For a number of years, France, and others, (remember, the byte tax originally proposed by the Netherlands) have been raising the idea of a digital media tax.  We can all appreciate that the internet has revolutionized the way in which business is conducted and revenues are generated.  Gone at the static business models with very identifiable revenue streams.  Current tax laws are inadequate to capture the value digital activities being undertaken by multinational technology and digital media companies are creating.  To address this issue in a more formal way, France, in early 2013, commissioned a study on the taxation of the digital economy.  And more recently the European Commission has begun a study of its own by appointing a committee of experts to look at ways to tax internet companies.

The perceived, and currently untaxed, value created by internet companies is the difference between what is taxable without the presence of a permanent establishment (very little, if anything) and the revenues or value arising from user generated data and information.  Under the permanent establishment concept, present in most double tax treaties, a company that has no physical presence in a particular country is not subject to income tax on income arising from customers or users located in that country.  Internet companies are free to locate primary revenue generating activities in low or no tax jurisdictions, and use double tax treaties and other optimization methods to reduce worldwide income tax.

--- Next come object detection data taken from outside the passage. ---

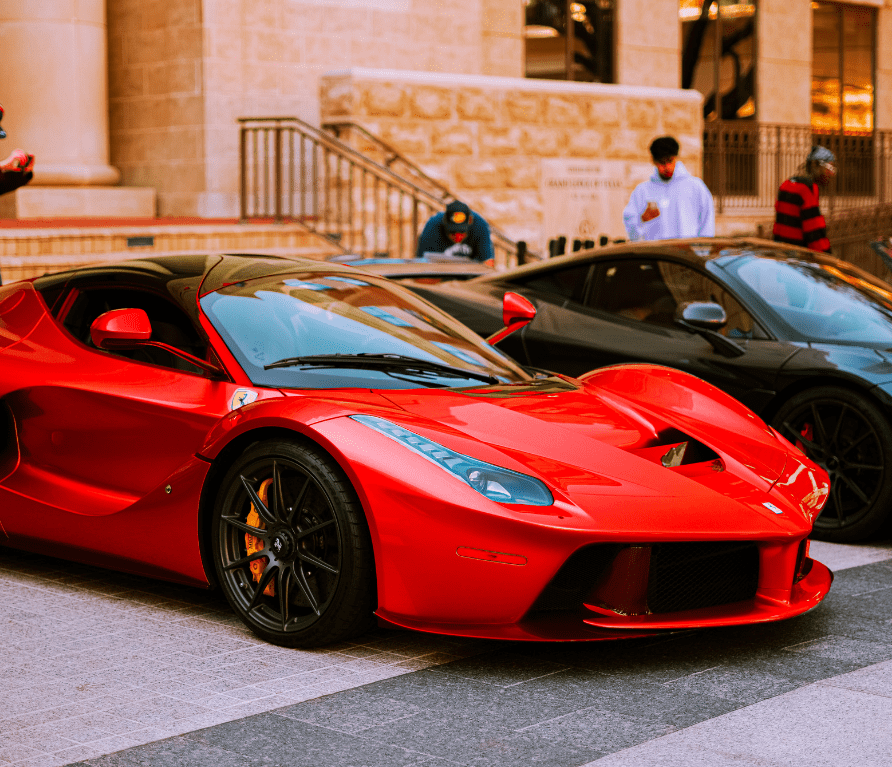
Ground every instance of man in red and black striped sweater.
[774,145,836,253]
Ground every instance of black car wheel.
[772,386,892,541]
[213,441,375,647]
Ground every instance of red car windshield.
[201,271,530,389]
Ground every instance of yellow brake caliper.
[245,479,276,597]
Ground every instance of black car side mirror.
[675,301,728,332]
[675,301,745,357]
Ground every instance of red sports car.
[0,255,832,646]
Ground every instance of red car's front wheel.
[213,441,375,647]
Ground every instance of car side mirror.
[90,309,226,378]
[675,301,746,357]
[90,309,152,350]
[486,292,536,346]
[675,301,728,331]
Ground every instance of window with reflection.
[811,3,876,133]
[811,2,876,195]
[524,0,615,83]
[678,0,759,195]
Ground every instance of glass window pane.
[678,0,756,120]
[842,6,876,133]
[524,0,614,83]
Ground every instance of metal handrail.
[322,120,455,204]
[238,117,532,265]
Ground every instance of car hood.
[382,372,789,494]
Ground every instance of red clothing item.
[774,176,830,253]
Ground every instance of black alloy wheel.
[772,386,892,541]
[212,441,376,647]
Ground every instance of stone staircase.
[0,219,343,284]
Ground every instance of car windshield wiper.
[263,352,500,384]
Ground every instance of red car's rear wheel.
[213,441,375,647]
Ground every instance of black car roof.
[469,237,840,283]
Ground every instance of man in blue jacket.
[415,200,495,266]
[623,136,715,240]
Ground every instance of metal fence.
[703,121,892,216]
[239,117,524,265]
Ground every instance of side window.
[59,287,207,375]
[659,261,767,338]
[591,259,676,325]
[592,259,766,338]
[514,264,591,304]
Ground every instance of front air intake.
[647,541,759,613]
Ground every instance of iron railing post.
[239,124,248,224]
[273,125,283,224]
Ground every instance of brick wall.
[321,69,702,251]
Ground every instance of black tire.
[212,440,376,647]
[772,386,892,542]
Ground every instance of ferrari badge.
[229,389,257,410]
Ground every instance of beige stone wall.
[615,0,681,88]
[322,70,702,251]
[108,0,523,217]
[756,0,812,125]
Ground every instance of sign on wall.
[540,159,629,250]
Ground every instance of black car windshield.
[722,255,892,347]
[201,270,530,389]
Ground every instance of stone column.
[614,0,681,88]
[756,0,812,125]
[0,0,154,218]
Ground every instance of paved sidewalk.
[0,543,892,767]
[0,547,479,767]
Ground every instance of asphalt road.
[0,544,892,767]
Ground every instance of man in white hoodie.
[623,136,715,241]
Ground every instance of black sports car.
[413,238,892,541]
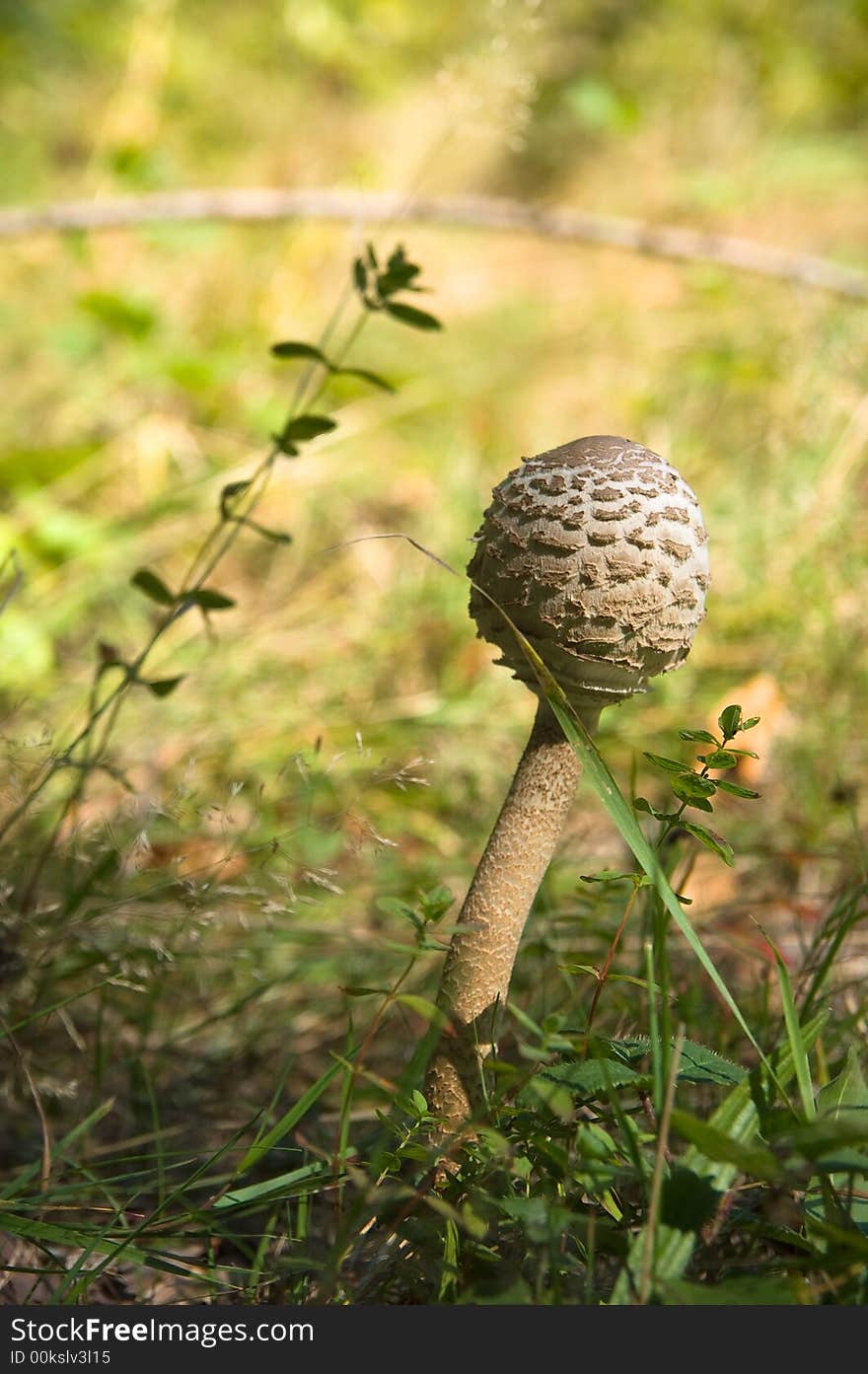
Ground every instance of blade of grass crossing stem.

One justification for taxing the internet, was set out in the French commissioned report “L’Age de la Multitude” which pointed out that in order to reach its users, collect and market the data, companies like Google, Apple and Samsung, for example, rely on the infrastructure built by local public investment.  These internet companies, use the infrastructure and local technology networks without participating in its costs, by creating jobs or otherwise contributing to the local economy.

The question being raised, is whether companies profiting from the user data collected should pay tax on that value created, where it is created.  India may be have taken the first step to creating a system to tax the internet, by imposing a duty to pay income tax on companies that have an economic nexus rather than a physical one.  Applying this concept, a company who has collected, combined and monitored users’ personal data would pay a tax on the value of that information.  Could this conundrum be resolved by requiring internet companies to register in each country in which they collect personal information from its users?  It must abide by local data protection laws anyway, registration could be imposed by minor amendments to data protection laws; or perhaps redefine the double tax treaty concept of permanent establishment to trigger a permanent establishment each time a user’s data is collected by the internet company.

There will be many more studies, reports, discussions and negotiations around how to tax the internet.  Although I would not expect imminent across the board acceptance of a tax on digital media, I do expect that a few countries will push to amend local tax laws to capture some of this value within its borders. Watch for the results of the EC study, expected to be out mid-2014, and further steps to be taken by France who may be the front runner in imposing a tax on internet companies.